E911 Service is a safe and reliable emergency service if used in accordance with the limitations and requirements set forth herein. E911 Service will not work if there is an electrical or internet service outage for any reason. You may employ a back-up power supply to operate phones and equipment in the event of a power outage. E911 Service will also not work if Party Service is suspended or terminated for any reason. If Party moves this device to another location, you must update your address. Party may register only one location at time. When Party updates Party location, it can take up to 30 days to activate 911 service at the updated address. E911 Service may not function outside of Party calling area or outside of the United States.


Party understands and agrees that Party are liable for all use of this Service and/or device by Party or any person making use of the Service or device.

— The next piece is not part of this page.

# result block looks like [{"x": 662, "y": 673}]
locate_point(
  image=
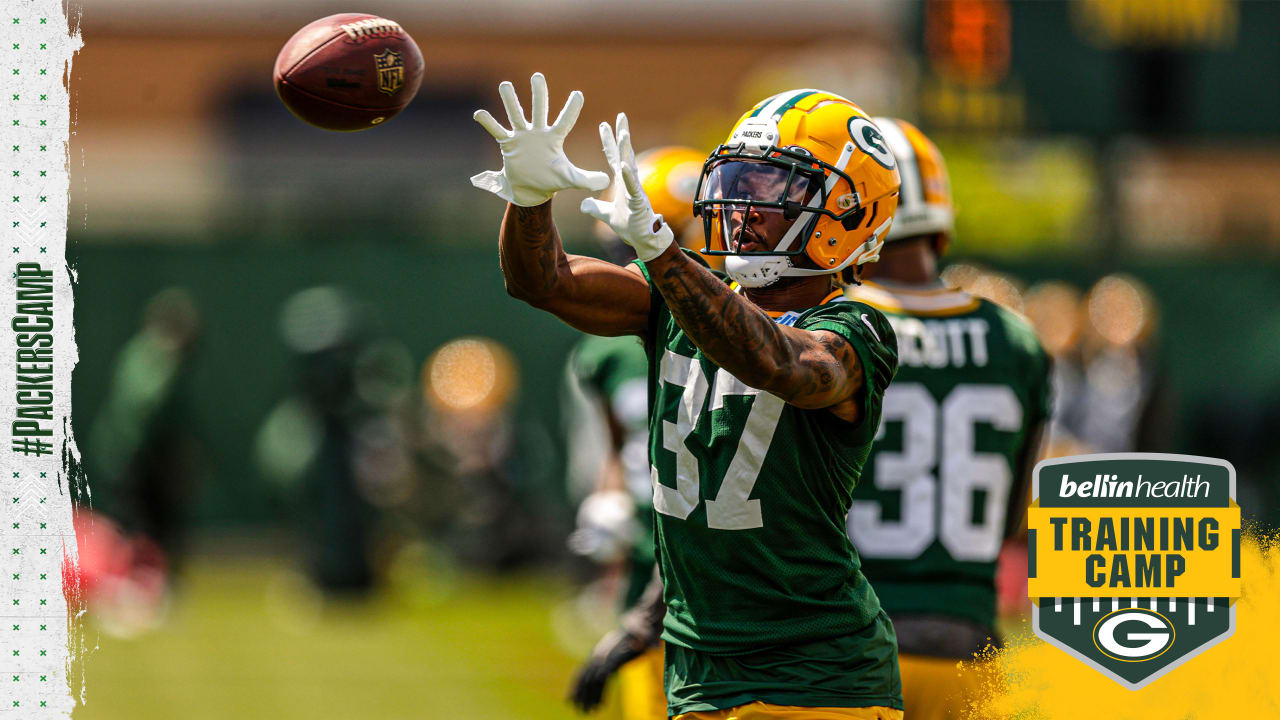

Party may not use this Service or device for any unlawful, abusive or fraudulent purpose. Party agrees to defend, indemnify, hold harmless Gamut against any and all claims, damages, costs, attorneys’ fees and liabilities arising out of the use of this Service, the inability to use this Service for any reason, or the inability to access E911 service. Party understands and agrees that the Service is provided on an “as is” or “as available” basis and that Gamut does not provide any warranty, either express or implied, regarding or concerning the Service or device, including any warranty of merchantability, fitness for a particular purpose, or that the Service will function without failure, delay, interruption, error, degradation of voice content, or loss of content, data, or information.


Within 10 days of the termination of Services for any reason, Party agrees to return to Gamut any and all equipment purchased from Gamut by a secure delivery service. If Party does not return the equipment as required in good working order, Party will be liable for the purchase price of the Equipment as invoiced by Gamut. Party is not permitted to alter or repair any equipment obtained from Gamut without the express written authority of Gamut.